But it was a long time since any of The Elms’ current inmates had been on the beach. A long time since any of them had been beyond the garden walls, or since most of them had been out through the front door.
The Sunday morning was fine, promising the continuity of summer, and there was a lot of traffic. Everyone in England seems to have an elderly relative in Angmering, East Preston or Rustington-on-Sea, and summer Sundays witness an invasion of the area by the dutiful, the concerned, the well-wishing and the will-hungry.
Carole and Jude had followed Debbie Carlton’s instructions exactly. The night before, drama had soon settled into normality. To Debbie’s relief, nobody had suggested calling the police for her mother. They had all realized the irrelevance in that situation of official enquiries. The problems that had been revealed required emotional, not judicial, resolution.
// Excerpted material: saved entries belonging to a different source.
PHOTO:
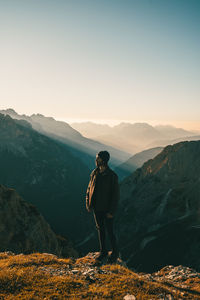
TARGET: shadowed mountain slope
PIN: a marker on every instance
(45, 173)
(159, 220)
(136, 161)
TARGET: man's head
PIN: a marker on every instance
(102, 158)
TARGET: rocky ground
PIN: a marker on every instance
(45, 276)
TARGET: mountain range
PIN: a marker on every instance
(159, 214)
(80, 146)
(133, 137)
(45, 173)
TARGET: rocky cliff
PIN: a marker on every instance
(159, 219)
(44, 173)
(23, 228)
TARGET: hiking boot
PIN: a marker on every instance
(101, 255)
(113, 257)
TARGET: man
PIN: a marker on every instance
(102, 197)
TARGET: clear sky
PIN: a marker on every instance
(103, 60)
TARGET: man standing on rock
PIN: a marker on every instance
(102, 197)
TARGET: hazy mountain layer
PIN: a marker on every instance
(46, 174)
(136, 161)
(23, 229)
(132, 138)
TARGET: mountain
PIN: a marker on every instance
(46, 174)
(159, 220)
(136, 161)
(80, 146)
(91, 130)
(163, 143)
(23, 229)
(132, 137)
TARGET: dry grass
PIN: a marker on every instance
(21, 277)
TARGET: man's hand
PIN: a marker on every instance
(88, 209)
(108, 215)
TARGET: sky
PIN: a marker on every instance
(102, 60)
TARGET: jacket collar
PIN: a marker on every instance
(105, 172)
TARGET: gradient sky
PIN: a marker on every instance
(103, 60)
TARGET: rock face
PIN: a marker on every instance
(44, 173)
(159, 220)
(136, 161)
(23, 229)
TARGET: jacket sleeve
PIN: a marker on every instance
(87, 194)
(115, 195)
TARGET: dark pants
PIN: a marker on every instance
(103, 224)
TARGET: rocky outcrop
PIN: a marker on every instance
(159, 212)
(47, 276)
(136, 161)
(23, 228)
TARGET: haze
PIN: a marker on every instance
(104, 61)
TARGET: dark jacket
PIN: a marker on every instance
(103, 191)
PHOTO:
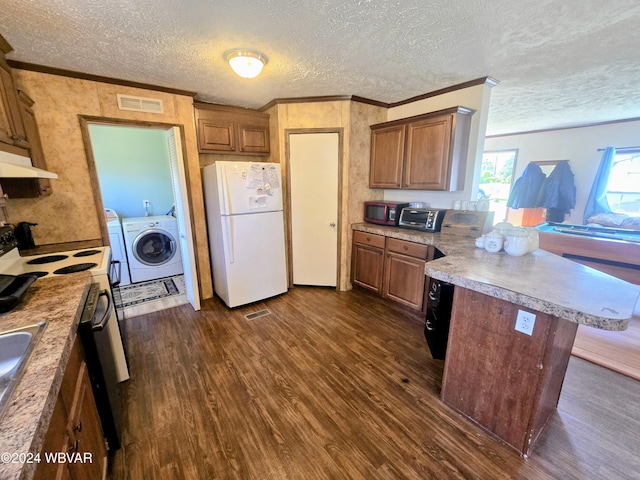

Soon after Jude’s rescue, she and Carole had been in Ted Crisp’s car on the way back to Fethering. He had insisted on driving them straight to the Crown and Anchor, where they’d indulged in a little illegal – but extremely necessary – late-night drinking.
And Debbie had stayed on the houseboat and talked to her mother. She promised to ring them at ten the next morning. Which she duly had done, asking if they could meet her at The Elms. They agreed on eleven-thirty, because Carole and Jude had to go via Fedborough. There was one more person they needed to talk to.
The interior of the home was as clean and cheerful as such a place could be, but the many vases of flowers on display could not quite smother the pervasive smells of disinfectant, urine and age. The neatly uniformed staff members were all extremely friendly and recognized Debbie as a regular visitor.
She met them at the main door, still wearing the T-shirt and sweatpants she had thrown on to cover her nakedness at Alan Burnethorpe’s the night before. Her near-white hair looked yellowed, too flat, in need of shampoo, and there were arcs like bruises underneath her eyes. She hadn’t slept at all since she last saw them.
She led Carole and Jude through into a large sitting room, off which a conservatory reached into the extensive, well-kept garden.
There were not many people in there. An old man, somehow contriving to look military in a blue-and-red-striped towelling dressing gown, sat up straight on the edge of an armchair, a Sunday newspaper held resolutely in front of him. But, Jude noted, the newspaper was three weeks old and his eyes did not seem to be moving across the page.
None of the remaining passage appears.